As with all fighters, EC: CFTDS is a real blast when two humans go head-to-head
and bust out their best moves in an impressive struggle where one has no advantage over
the other. However, in a one-player game, one of EC's few flaws (and this
is a big one, sadly) shines through, and it is an inherent problem with all fighters;
cheapass artificial intelligence. First off, the Inner Strength gauge does not apply
to the computer, so they can bust out all the special moves anytime they want to, even if
the gauge is depleted. If the opposing character has an anti-air attack, you can
count on it to be abused every single friggin' time you jump (one of the reasons why I
hate fighting a CPU-controlled Xavier). However, all characters have patterns and
methods to their attack that a veteran fighting game fan can detect and eventually
overcome. It's not the easiest learning curve, but it can be done. On Neophyte
(Easy) difficulty, it's not too bad, but you'll have to get serious on Warrior (Normal)
difficulty. I have yet to beat the game on Champion (Hard) difficulty, and with good
reason. It seems like the enemy blocks every attack you fling at them, and the
slightest slip-up in your offense gets you a brutal ass kicking that often results in your
character becoming dizzy. You get four continues on Neophyte, two on Warrior, and
although they seem endless on Champion, each loss you suffer sends you back two opponents
on the roster. That means if you beat Blade and Larcen, but lose to Trident, you're
back at square one with Blade again. Ack.
The cheapness of the game shines through most prominently when fighting with the Eternal
Champion himself. The bastard has (get this) NINE FREAKING FORMS to fight through,
and if you lose on one of them, you have to start all the way back at the very first form.
What's worse is that if you lose twice, you can't continue! You have to start
all the way back at the very beginning if you want to win, but you're probably too pissed
off by then to do that! The absolute final boss, the Dark Eternal Champion, has
eight forms to pass, and overall, he's a tougher cookie than the EC. Once again, if
you lose to Dark, your continues are denied. No SNK boss matches up to this
cheapness, save for Igniz from King of Fighters 2001, but I digress.
Despite the insane difficulty, Eternal Champions: Challenge From the Dark Side is
a real blast to play, and I frown at the fact that it went practically unnoticed in the
fighting game community. While certainly no Street Fighter II, EC is loaded
full of challenge and fun, and it even boasts an impressive roster of twenty-four
characters! Yes, there are many hidden players besides the default thirteen.
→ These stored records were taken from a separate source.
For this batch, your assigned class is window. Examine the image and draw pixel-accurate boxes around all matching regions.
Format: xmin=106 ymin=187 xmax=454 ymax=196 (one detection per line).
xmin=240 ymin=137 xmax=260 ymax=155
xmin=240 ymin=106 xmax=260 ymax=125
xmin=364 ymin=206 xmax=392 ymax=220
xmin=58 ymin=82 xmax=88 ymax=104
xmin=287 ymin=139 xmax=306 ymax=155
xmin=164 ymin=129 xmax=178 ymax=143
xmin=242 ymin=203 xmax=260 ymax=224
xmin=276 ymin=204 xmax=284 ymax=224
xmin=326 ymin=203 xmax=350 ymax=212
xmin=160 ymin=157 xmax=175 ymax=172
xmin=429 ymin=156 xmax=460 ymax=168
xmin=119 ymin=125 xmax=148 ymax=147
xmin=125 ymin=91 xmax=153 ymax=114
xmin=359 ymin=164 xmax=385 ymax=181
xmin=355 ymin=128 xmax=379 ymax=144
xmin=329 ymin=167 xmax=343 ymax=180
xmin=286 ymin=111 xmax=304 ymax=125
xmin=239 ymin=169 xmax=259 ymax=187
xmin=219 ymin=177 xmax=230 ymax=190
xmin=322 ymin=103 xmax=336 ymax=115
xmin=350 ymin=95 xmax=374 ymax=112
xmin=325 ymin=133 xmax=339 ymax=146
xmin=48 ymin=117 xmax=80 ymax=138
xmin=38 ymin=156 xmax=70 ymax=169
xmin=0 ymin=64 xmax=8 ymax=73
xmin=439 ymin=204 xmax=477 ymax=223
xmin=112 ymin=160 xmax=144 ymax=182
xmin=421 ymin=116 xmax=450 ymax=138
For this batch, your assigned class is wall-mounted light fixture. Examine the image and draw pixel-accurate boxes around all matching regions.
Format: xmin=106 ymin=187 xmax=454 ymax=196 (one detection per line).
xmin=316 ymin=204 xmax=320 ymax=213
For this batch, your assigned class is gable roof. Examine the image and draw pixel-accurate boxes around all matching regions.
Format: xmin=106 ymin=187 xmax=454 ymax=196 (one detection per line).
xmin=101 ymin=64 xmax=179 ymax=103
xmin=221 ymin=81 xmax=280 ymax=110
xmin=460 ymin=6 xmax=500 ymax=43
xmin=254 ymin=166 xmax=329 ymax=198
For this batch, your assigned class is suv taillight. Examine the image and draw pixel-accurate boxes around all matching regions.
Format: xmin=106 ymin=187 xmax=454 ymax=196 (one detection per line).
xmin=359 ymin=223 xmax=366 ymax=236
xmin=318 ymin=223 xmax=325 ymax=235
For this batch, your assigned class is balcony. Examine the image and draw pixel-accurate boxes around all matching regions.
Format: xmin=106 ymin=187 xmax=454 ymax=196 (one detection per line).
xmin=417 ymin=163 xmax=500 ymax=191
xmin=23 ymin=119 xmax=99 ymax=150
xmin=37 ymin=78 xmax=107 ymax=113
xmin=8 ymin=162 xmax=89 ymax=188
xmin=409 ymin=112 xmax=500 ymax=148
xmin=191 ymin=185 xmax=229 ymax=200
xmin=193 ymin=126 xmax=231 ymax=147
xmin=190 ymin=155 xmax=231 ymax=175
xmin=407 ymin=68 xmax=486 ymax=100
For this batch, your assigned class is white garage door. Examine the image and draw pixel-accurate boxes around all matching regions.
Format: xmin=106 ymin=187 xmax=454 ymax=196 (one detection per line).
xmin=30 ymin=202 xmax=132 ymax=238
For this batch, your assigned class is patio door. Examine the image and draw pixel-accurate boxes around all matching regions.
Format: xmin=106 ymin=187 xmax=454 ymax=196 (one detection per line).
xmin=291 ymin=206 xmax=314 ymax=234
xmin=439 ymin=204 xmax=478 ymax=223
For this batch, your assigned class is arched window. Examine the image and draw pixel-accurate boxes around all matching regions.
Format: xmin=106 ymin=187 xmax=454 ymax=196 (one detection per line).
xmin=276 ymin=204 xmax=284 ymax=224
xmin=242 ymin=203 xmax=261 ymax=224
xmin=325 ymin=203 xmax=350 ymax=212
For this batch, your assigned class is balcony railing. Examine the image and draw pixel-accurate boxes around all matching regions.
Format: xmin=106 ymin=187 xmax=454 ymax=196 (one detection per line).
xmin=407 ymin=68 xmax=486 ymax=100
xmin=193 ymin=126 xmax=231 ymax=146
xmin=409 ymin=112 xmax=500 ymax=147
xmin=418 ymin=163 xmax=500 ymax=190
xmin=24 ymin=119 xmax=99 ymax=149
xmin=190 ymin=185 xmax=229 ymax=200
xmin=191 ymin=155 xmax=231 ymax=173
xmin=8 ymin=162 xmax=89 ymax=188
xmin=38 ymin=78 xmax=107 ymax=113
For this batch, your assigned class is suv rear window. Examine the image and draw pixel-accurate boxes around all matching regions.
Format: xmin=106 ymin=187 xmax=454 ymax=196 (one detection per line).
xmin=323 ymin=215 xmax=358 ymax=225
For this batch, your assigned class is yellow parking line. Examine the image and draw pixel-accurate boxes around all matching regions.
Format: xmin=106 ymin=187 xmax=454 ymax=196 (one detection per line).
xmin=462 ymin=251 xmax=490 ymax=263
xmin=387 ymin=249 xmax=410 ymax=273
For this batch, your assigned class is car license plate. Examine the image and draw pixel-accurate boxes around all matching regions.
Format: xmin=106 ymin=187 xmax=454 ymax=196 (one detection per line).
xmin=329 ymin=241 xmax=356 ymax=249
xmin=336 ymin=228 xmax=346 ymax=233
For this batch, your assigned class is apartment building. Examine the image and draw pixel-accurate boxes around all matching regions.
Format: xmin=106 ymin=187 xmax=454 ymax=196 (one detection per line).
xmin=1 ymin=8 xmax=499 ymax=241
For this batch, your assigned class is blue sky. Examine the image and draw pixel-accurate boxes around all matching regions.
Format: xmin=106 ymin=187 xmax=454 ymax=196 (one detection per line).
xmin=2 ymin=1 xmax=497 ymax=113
See if you can try to find them all! Keep in mind that this was 1995, before hidden
playable characters in fighters were all the rage. With 256 colors, great music, and
all those characters, how can you refuse to give EC a try? This game was my
main reason for owning a Sega CD, and I still play it to this day. How many other
games can say that they have a Senator as one of their playable characters with Washington
D.C. as his stage? None, that's how many.